Women born in 1950s should access pension credit earlier
Around 2.6 million women born in the 1950s face waiting longer for their state pension as a result of changes pushed through by the Government during the last Parliament.
Eventually men and women will claim their state pension aged 66, later rising to 67.
The former shadow pensions secretary said: “I support the equalisation of men and women’s pension age, but the Government has not given women enough notice or time to prepare.”
She claims affected women should be able to claim pension credit at the age that they previously would have received the state pension, which was 63 or 64 years old.

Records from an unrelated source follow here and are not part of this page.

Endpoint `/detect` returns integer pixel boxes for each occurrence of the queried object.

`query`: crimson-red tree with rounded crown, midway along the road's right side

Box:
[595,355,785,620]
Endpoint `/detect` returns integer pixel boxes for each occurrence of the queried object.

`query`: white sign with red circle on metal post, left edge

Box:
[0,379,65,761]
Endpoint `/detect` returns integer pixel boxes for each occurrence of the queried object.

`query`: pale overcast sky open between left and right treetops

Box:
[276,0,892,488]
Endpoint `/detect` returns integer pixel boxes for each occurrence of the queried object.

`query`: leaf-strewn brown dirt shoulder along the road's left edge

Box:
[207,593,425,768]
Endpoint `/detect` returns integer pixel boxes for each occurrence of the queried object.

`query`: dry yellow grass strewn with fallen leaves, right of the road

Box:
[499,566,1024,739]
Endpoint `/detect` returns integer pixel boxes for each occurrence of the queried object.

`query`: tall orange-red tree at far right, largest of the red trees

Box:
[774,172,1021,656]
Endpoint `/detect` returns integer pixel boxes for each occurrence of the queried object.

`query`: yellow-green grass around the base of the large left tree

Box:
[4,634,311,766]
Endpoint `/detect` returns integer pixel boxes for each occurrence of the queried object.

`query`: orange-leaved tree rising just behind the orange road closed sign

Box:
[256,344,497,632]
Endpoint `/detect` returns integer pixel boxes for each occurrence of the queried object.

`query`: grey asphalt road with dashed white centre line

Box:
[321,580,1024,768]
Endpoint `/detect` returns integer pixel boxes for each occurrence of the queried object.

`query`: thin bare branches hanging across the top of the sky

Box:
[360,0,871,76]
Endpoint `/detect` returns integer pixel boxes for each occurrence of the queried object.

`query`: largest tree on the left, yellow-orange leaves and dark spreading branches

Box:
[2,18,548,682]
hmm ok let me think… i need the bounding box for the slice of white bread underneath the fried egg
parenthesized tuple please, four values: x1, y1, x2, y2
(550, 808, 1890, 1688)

Pension credit is a benefit from the Government, which either tops up a weekly income, or rewards those who have saved towards their retirement with an extra payment.
Ms Reeves believes paying the credit earlier could benefit anyone with modest savings and an income of less than £8,000, and would mean affected women could top up their income if they wanted to retire or reduce the hours they work ahead of their new state pension age.

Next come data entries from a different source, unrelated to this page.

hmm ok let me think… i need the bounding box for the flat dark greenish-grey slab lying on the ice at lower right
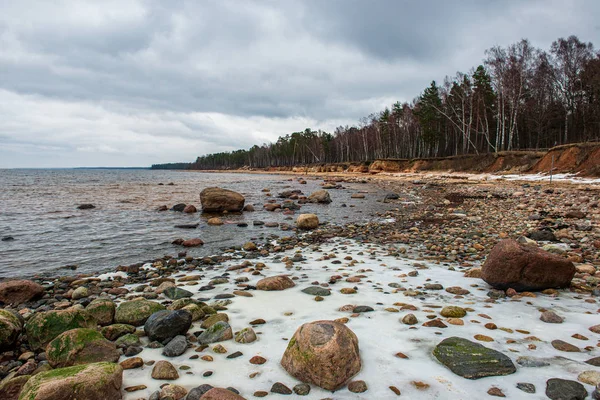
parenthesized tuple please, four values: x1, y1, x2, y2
(433, 337, 517, 379)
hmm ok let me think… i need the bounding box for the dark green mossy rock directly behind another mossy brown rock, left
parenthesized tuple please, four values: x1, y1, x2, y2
(25, 310, 97, 350)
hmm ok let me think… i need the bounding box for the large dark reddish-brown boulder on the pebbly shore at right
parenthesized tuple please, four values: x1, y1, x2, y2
(481, 239, 575, 291)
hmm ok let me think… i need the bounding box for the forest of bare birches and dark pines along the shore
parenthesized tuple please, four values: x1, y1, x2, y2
(152, 36, 600, 169)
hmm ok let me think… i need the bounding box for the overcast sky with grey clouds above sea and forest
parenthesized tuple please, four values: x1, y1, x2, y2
(0, 0, 600, 168)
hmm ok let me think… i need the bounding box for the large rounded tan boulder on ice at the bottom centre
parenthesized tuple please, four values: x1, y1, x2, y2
(281, 321, 361, 390)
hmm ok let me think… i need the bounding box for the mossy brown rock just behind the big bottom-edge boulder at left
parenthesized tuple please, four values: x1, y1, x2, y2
(46, 328, 120, 368)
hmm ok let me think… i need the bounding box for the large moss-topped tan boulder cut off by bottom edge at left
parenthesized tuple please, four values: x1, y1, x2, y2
(19, 362, 123, 400)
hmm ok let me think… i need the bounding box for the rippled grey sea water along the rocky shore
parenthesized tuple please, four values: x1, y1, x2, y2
(0, 170, 384, 278)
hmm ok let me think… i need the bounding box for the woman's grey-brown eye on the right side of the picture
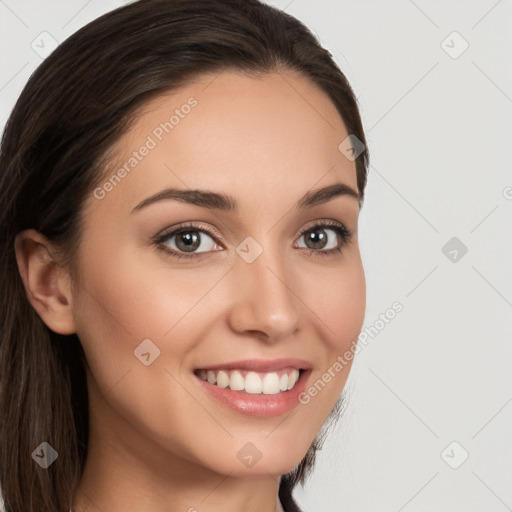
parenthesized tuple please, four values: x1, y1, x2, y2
(299, 221, 354, 256)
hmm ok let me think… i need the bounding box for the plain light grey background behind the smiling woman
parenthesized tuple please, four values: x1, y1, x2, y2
(0, 0, 512, 512)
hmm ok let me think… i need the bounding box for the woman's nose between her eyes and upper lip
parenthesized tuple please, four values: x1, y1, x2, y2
(229, 241, 302, 343)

During questions to the Secretary of State for Work and Pensions in the House of Commons on Monday, she asked the Government to consider allowing women to draw pension credit in the transitional period.
She said: “Many of the women who we are talking about are caring for elderly parents or young grandchildren.
“Many have been working since they were 15-years-old and very few of them have significant pension savings.”
Shailesh Vara MP, The Parliamentary Under-Secretary of State for Work and Pensions, said a £1.1bn concession had already been made in 2011 which means that the two year extension to the state pension age has already been reduced to 18 months.
He added 81% of the women affected will have to work no more than 12 months extra before claiming their pension.